La mission della Fondazione FASTI è in perfetta sintonia con queste espressioni che sottolineano il valore storico e artistico dell’abito muliebre tradizionale di Scanno.
La Fondazione intende applicare il messaggio contenuto nello Statuto del Comune di Scanno nel rispetto del substrato culturale e sociale del paese, al fine di attuare processi di valorizzazione di tutti i suoi aspetti, primi tra questi i saperi artigianali e le competenze sartoriali di notevole livello derivanti dalle buone pratiche correlate alla realizzazione manifatturiera dell’abito e dei suoi accessori (plissettatura dei panni lana, arte della lavorazione della lana, arte del merletto lavorato a tombolo, arte orafa). La Fondazione intende realizzare questo intento senza perdere di vista il capitale sociale incorporato nell’abito e fatto di regole condivise e di devozione verso l’uso quotidiano e continuativo di questo abbigliamento.

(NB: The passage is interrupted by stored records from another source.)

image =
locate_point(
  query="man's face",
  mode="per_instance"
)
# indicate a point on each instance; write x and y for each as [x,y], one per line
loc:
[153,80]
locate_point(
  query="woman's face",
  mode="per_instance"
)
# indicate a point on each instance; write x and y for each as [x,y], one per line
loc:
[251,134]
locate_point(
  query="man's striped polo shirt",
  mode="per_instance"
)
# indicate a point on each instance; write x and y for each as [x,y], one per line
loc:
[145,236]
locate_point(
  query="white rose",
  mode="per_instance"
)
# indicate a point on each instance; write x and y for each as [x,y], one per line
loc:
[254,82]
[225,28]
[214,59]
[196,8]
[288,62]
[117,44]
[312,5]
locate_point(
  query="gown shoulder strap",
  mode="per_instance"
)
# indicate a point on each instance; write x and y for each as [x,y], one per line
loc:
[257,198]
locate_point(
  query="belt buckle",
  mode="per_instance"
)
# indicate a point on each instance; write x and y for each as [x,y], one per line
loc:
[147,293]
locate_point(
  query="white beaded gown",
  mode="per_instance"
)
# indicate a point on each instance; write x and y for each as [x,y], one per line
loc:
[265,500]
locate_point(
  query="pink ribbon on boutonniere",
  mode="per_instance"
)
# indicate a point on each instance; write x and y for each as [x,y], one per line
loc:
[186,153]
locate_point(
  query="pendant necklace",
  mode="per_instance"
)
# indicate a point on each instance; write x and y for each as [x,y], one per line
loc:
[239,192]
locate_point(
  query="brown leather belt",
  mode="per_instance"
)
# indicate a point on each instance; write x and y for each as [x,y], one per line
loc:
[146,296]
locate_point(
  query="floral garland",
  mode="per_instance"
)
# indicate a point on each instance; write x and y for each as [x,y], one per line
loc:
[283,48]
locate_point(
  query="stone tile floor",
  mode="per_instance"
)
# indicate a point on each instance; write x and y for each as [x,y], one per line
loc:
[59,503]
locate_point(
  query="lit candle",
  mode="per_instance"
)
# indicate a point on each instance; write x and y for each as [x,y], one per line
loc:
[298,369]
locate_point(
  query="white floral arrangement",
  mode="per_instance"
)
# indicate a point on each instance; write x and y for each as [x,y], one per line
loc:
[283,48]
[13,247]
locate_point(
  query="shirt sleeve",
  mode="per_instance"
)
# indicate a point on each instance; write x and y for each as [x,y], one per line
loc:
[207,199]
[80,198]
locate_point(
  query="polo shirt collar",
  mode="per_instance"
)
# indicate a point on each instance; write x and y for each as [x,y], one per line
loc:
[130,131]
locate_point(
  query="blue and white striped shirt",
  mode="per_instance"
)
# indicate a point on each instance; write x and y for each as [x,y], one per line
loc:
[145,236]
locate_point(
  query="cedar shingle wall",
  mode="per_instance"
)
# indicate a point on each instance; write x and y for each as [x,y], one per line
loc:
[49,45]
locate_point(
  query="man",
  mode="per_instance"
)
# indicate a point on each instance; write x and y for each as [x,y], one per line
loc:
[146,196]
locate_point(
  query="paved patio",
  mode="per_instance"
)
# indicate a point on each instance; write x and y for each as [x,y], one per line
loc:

Il principale traguardo culturale di livello internazionale che la Fondazione intende raggiungere è l’iscrizione dell’abito muliebre tradizionale di Scanno con i codici culturali, i saperi artigianali e le competenze sartoriali che esso incorpora, nella Lista Rappresentativa del Patrimonio Culturale Immateriale dell’Umanità UNESCO, poiché ritiene questo riconoscimento come la più efficace e motivante spinta in grado di fornire sia un attivo sostegno alla promozione dell’intero sistema socioeconomico territoriale, sia proficui supporti che garantiscano alla cultura scannese, e più in generale abruzzese, la continuità storica, la funzionalità identitaria e la trasmissione generazionale, nonché l’apertura verso un dialogo culturale a livello nazionale e internazionale per un proficuo sviluppo sostenibile.